Les insectes, y compris les mouches drosophiles, sont dotés d’un système gustatif sophistiqué qui leur permet d’extraire des informations chimiques complexes de leur environnement. Ce système leur permet de discerner la composition chimique de diverses substances, en distinguant celles qui sont nutritives et celles qui sont nocives 1,2.
Au cœur de ce système se trouvent des structures spécialisées connues sous le nom de poils gustatifs ou sensilles, stratégiquement situées sur diverses parties du corps. Chez les mouches drosophiles, ces sensilles sont situées sur le labelle, qui est le principal organe gustatif de la tête de mouche 1,2,3,4, ainsi que sur les pattes et les ailes 1,2,5,6. Le labelle est situé à l’extrémité de la trompe et contient deux lobes4, 7 et 8. Chaque lobe est recouvert de 31 sensilles gustatives classées en courtes, longues et intermédiaires 4,7,8. Ces sensilles abritent chacune 2 à 4 neurones gustatifs1, 2, 9, 10. Ces neurones gustatifs expriment les membres d’au moins quatre familles de gènes différentes, à savoir les gènes 1,2,11,13 du récepteur gustatif (Gr), du récepteur ionotrope (Ir), du pickpocket (Ppk) et du potentiel de récepteur transitoire (Trp). Cette diversité de récepteurs et de canaux donne aux insectes la capacité de reconnaître un large éventail de composés chimiques, y compris les signaux non volatils et volatils 1,2,14.

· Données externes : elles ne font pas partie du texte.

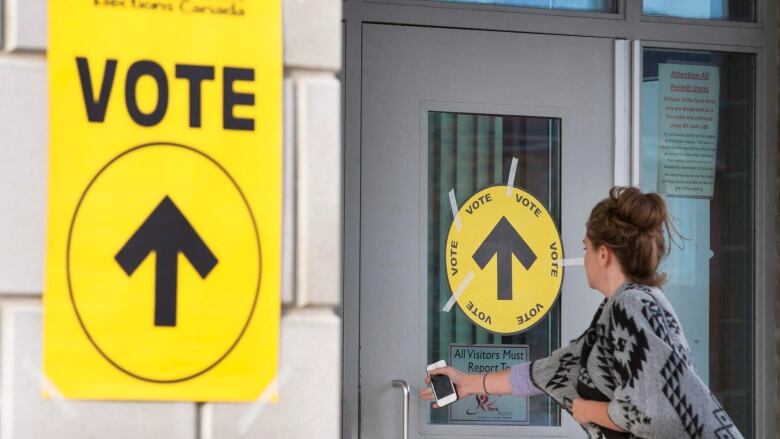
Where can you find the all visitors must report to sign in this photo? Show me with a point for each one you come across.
(489, 409)
(688, 129)
(162, 271)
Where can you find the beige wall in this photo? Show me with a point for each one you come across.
(310, 328)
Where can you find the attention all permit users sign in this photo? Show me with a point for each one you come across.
(163, 246)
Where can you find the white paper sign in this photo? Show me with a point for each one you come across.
(492, 409)
(688, 129)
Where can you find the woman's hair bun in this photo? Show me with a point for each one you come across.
(646, 212)
(635, 226)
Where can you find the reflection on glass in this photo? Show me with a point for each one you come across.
(735, 10)
(574, 5)
(466, 153)
(698, 151)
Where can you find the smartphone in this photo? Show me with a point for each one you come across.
(443, 390)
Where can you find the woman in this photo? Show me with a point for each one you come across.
(630, 374)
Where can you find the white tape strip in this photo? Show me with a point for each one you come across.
(60, 403)
(510, 183)
(458, 291)
(454, 205)
(250, 416)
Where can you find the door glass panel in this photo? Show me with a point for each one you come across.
(735, 10)
(467, 153)
(698, 151)
(574, 5)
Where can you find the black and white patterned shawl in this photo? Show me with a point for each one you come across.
(634, 355)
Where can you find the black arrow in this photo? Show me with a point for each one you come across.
(166, 232)
(504, 241)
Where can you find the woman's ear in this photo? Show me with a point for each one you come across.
(604, 256)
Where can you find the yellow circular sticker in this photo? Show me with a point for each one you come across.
(503, 258)
(163, 267)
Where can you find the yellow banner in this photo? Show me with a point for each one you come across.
(163, 247)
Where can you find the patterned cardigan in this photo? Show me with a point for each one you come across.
(635, 356)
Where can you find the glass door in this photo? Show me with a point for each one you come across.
(444, 119)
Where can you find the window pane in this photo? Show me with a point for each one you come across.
(575, 5)
(736, 10)
(467, 153)
(698, 150)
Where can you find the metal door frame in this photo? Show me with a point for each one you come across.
(758, 38)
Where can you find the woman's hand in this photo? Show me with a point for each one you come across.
(594, 412)
(581, 409)
(465, 384)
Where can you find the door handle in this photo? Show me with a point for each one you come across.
(405, 387)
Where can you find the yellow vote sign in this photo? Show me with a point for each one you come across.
(163, 246)
(503, 259)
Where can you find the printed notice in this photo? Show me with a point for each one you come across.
(489, 409)
(688, 125)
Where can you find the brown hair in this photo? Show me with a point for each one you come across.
(634, 226)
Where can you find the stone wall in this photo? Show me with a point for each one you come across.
(310, 326)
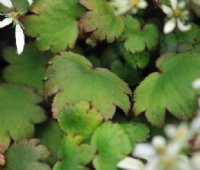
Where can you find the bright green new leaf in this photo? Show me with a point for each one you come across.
(101, 21)
(72, 79)
(170, 89)
(73, 154)
(28, 68)
(112, 144)
(18, 113)
(50, 135)
(80, 119)
(54, 23)
(26, 155)
(138, 37)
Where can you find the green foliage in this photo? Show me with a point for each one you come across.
(26, 155)
(74, 154)
(19, 112)
(72, 78)
(54, 23)
(100, 20)
(155, 95)
(30, 64)
(81, 119)
(138, 37)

Depuis plus de 50 ans, les scientifiques quantifient la réponse des neurones gustatifs et de leurs récepteurs à l’aide d’une technique appelée enregistrement des pointes 3,4,6,8,13,15,16,17,18,19,20,21,22,23,24 ,25,26,27,28,
29,30,31,32,33,34,35. Cependant, cette méthode présente des limites majeures. Tout d’abord, l’activité neuronale ne peut être mesurée que pendant le contact avec le stimulus, et non avant ou après le contact. Cette limitation empêche la mesure de l’activité de pic spontané et empêche la mesure des réponses OFF. Deuxièmement, seuls les arômes solubles dans les solutions aqueuses peuvent être testés.

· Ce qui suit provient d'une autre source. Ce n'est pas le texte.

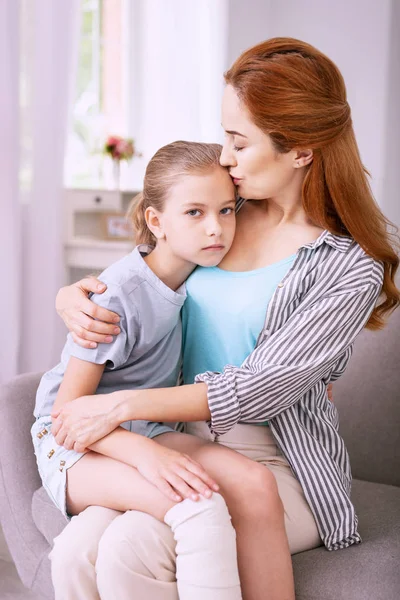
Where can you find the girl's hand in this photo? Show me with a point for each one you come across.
(82, 422)
(176, 475)
(88, 323)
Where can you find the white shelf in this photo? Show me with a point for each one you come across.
(84, 247)
(91, 254)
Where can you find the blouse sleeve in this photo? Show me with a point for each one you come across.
(295, 358)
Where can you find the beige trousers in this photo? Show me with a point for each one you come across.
(105, 554)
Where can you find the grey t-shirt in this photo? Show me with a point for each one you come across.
(147, 352)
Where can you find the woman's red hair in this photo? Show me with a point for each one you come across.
(297, 95)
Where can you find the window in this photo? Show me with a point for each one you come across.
(100, 95)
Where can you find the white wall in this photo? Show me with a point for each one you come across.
(391, 176)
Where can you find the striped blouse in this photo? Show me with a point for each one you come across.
(315, 314)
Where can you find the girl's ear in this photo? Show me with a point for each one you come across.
(153, 221)
(303, 158)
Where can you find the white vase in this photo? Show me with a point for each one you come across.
(117, 173)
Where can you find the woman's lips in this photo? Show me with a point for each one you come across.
(214, 248)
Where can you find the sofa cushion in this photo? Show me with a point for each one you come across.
(369, 571)
(367, 397)
(47, 518)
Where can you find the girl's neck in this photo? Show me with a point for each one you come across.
(168, 267)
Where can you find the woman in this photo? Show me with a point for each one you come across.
(291, 151)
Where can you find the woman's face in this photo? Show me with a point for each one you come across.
(258, 171)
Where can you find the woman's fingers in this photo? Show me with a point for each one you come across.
(60, 437)
(81, 342)
(95, 311)
(91, 284)
(166, 489)
(178, 480)
(56, 426)
(201, 473)
(92, 333)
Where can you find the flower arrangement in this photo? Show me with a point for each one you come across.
(119, 149)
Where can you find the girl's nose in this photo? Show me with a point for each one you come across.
(213, 227)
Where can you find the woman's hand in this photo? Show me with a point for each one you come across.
(82, 422)
(172, 472)
(88, 323)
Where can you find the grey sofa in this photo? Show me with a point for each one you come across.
(368, 396)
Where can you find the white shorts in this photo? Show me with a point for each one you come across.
(53, 460)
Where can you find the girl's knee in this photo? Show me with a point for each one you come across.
(136, 544)
(257, 496)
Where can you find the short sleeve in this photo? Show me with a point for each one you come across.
(117, 353)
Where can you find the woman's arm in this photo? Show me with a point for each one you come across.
(88, 323)
(275, 376)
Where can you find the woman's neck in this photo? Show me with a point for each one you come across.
(172, 270)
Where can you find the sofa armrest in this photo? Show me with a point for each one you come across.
(19, 477)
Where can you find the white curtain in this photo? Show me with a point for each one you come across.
(178, 57)
(38, 56)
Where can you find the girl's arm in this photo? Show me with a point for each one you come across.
(88, 323)
(168, 470)
(81, 378)
(277, 374)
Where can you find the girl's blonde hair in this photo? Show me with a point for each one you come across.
(164, 170)
(297, 96)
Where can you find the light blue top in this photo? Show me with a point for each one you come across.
(224, 314)
(147, 352)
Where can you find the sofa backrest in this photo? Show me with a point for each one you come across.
(368, 400)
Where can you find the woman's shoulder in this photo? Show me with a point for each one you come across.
(357, 261)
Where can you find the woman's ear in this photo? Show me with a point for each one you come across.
(153, 221)
(303, 158)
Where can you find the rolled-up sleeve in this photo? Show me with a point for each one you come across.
(295, 358)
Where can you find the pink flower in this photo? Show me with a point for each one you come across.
(120, 148)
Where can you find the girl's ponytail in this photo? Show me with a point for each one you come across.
(136, 216)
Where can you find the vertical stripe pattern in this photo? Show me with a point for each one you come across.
(311, 323)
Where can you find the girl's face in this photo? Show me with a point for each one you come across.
(198, 221)
(258, 171)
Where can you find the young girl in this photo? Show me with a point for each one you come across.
(188, 204)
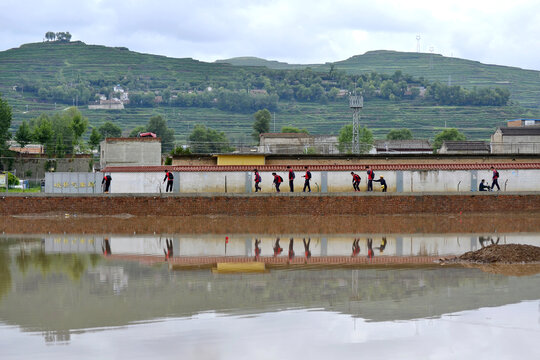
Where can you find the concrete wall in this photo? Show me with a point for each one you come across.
(36, 166)
(73, 183)
(324, 181)
(314, 204)
(130, 152)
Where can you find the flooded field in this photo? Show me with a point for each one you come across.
(320, 294)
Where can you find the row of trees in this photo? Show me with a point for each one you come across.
(233, 93)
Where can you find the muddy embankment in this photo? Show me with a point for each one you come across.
(507, 259)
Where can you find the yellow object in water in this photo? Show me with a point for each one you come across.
(239, 267)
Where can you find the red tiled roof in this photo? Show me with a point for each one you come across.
(133, 139)
(387, 167)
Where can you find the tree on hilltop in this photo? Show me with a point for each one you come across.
(23, 136)
(63, 36)
(447, 134)
(293, 129)
(5, 123)
(261, 124)
(399, 134)
(158, 125)
(108, 129)
(50, 36)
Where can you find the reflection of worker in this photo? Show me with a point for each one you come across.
(495, 179)
(484, 186)
(257, 180)
(356, 247)
(371, 176)
(356, 181)
(307, 252)
(291, 249)
(383, 244)
(291, 178)
(106, 247)
(170, 179)
(257, 249)
(106, 183)
(277, 181)
(307, 176)
(482, 240)
(277, 249)
(169, 251)
(371, 254)
(383, 183)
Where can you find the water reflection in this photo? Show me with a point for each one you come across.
(61, 286)
(175, 246)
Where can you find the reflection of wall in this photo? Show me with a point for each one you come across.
(244, 245)
(55, 303)
(119, 245)
(325, 181)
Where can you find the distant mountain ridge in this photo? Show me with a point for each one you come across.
(67, 66)
(522, 83)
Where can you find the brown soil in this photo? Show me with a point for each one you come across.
(509, 253)
(508, 269)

Ces limitations peuvent être surmontées par une technique électrophysiologique alternative rarement utilisée appelée « enregistrement de base ». Nous décrivons ici cette technique, que nous avons adaptée d’une méthode utilisée par Marion-Poll et ses collègues24, et montrons les caractéristiques cruciales de codage du goût qu’elle peut maintenant mesurer commodément14.